March 10, 2021—(BRONX, NY)—As reported last year, Albert Einstein College of Medicine and Montefiore Health System together received $223.6 million in grants from the National Institutes of Health (NIH) in federal fiscal year 2020. Now, an analysis from Blue Ridge Institute for Medical Research reports that Einstein is among the top in the country in total funding and in strategic areas of research.
“Einstein faculty are widely respected not only for the quality of their research but for their productivity,” said Gordon F. Tomaselli, M.D., the Marilyn and Stanley M. Katz Dean at Einstein and executive vice president and chief academic officer at Montefiore Medicine. “This report is further verification that we consistently ‘punch above our weight’ as an institution.”
Each year, Blue Ridge releases its analysis of NIH funding, ranking medical schools and individual departments by total award dollars. Based on 2020 NIH funding, Einstein ranked #30 in the nation. Despite its relatively modest faculty size, this places Einstein firmly among nationally elite institutions, such as Harvard Medical School (#38), Weill Cornell Medical College (#27), the University Southern California (#32), the University of Chicago (#31) and University of Miami School of Medicine (#40).

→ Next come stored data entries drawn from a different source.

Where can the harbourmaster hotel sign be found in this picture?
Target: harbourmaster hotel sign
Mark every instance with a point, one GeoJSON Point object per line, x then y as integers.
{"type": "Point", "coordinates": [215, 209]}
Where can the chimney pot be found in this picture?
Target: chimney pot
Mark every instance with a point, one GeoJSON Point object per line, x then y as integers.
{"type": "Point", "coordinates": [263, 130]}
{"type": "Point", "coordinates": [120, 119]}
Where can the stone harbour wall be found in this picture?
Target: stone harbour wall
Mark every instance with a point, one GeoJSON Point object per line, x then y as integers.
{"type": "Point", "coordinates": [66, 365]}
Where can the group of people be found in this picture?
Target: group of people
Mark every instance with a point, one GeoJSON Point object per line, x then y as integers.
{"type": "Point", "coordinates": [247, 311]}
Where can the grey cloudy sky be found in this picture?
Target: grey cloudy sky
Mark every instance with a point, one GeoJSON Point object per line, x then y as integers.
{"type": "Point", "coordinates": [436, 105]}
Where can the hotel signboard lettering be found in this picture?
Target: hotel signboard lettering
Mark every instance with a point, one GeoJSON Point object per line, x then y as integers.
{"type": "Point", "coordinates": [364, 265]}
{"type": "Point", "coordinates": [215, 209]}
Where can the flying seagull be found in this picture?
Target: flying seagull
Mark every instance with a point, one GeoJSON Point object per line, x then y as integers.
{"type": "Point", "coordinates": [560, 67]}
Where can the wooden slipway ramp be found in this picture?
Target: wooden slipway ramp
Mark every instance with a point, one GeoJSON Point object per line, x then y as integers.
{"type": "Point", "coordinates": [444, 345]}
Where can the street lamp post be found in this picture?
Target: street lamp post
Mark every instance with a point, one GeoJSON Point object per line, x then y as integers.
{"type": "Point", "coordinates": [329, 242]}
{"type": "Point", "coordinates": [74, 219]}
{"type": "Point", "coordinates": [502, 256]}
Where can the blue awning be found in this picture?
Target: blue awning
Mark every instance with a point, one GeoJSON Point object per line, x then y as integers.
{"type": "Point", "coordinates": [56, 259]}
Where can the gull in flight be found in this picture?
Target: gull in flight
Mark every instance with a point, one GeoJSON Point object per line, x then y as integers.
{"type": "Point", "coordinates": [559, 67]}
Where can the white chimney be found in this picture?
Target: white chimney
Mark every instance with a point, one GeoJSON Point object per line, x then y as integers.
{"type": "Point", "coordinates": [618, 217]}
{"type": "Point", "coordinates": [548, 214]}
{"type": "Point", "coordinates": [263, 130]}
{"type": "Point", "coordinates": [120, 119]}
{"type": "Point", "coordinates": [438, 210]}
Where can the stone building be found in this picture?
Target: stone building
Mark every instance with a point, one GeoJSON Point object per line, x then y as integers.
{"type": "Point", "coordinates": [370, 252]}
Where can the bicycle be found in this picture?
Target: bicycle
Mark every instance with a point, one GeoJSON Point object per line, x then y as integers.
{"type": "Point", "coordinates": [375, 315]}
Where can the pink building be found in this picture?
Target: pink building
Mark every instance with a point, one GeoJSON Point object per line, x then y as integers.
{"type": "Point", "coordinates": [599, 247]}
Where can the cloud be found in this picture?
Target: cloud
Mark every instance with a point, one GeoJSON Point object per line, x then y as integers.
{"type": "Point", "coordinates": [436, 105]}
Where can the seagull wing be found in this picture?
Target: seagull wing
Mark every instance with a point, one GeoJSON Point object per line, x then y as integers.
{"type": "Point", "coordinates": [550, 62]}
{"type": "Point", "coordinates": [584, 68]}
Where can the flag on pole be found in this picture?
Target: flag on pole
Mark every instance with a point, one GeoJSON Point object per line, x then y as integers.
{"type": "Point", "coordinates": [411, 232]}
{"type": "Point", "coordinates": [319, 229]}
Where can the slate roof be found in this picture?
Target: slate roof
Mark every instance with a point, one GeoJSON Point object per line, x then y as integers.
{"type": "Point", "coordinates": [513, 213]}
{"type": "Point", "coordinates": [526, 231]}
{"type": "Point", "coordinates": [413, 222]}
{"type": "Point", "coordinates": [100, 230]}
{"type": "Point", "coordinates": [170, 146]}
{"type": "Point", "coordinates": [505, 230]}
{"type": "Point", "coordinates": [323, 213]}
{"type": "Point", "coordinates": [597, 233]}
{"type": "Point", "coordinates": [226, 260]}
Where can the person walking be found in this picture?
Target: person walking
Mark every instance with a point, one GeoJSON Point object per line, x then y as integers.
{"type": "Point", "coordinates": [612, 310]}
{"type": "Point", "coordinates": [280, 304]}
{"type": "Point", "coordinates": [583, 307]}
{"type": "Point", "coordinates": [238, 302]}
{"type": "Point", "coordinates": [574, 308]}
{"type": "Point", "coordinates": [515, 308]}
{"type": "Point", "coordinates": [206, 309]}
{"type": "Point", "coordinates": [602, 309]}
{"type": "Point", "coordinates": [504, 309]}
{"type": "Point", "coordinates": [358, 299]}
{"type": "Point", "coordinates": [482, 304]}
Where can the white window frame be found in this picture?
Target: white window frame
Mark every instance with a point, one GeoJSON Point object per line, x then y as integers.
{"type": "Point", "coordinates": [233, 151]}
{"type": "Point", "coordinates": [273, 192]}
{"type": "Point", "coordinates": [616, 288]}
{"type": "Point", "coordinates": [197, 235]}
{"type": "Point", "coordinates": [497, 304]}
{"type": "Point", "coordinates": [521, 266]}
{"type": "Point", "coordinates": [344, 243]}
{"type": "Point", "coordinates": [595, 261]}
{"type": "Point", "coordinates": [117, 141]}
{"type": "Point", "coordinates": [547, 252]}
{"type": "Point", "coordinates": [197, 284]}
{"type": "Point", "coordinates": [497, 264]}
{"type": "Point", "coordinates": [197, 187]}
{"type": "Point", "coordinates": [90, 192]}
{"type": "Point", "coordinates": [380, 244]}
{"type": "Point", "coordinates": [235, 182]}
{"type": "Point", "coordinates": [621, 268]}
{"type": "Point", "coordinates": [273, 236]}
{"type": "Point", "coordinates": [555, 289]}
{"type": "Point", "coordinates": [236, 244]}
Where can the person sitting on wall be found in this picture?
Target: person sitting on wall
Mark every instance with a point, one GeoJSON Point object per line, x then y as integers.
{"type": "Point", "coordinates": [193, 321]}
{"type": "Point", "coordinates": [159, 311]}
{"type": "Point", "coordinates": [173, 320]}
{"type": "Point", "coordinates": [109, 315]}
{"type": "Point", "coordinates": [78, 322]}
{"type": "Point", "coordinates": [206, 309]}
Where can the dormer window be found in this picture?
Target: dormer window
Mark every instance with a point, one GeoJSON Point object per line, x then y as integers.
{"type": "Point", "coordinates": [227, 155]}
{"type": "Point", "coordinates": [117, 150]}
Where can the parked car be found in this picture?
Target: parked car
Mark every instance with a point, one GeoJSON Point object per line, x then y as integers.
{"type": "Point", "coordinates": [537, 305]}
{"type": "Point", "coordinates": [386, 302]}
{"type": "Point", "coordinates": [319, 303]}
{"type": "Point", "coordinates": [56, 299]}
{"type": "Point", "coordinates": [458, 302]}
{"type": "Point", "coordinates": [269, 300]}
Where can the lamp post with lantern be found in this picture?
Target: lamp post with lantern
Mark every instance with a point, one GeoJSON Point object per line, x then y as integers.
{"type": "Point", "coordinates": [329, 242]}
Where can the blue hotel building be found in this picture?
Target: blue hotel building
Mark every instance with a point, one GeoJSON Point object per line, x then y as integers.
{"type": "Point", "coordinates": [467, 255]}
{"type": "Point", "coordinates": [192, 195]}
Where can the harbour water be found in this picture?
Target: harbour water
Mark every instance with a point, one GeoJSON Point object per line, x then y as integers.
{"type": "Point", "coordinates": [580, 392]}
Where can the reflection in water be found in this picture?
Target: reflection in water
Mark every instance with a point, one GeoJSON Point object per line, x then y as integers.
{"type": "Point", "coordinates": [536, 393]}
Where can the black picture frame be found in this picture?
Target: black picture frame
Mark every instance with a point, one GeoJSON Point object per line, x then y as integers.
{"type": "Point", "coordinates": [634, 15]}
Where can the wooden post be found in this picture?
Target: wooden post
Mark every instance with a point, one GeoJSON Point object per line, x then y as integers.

Blue Ridge also ranked departments by total funding, and several basic science and clinical departments at Einstein and Montefiore placed in the top 15 nationally. These include:
- Anatomy/cell biology, which combines awards to Einstein’s anatomy & structural biology and cell biology departments (#7)
- Neurosciences (#10),
- Public health, which represents grants to the department of epidemiology and population health (#11)
- Urology (#13)
- Genetics (#13)
Other departments of note include family medicine (#21), internal medicine (#22), microbiology (#23), neurology (#28), pediatrics (#30), and pathology (#36).
In another ranking, published in the fall 2020, Einstein was ranked #12 in NIH funding dollars per principal investigators by U.S. News & World Report, demonstrating the high productivity of its research faculty. (This ranking was based on 2019 NIH funding.)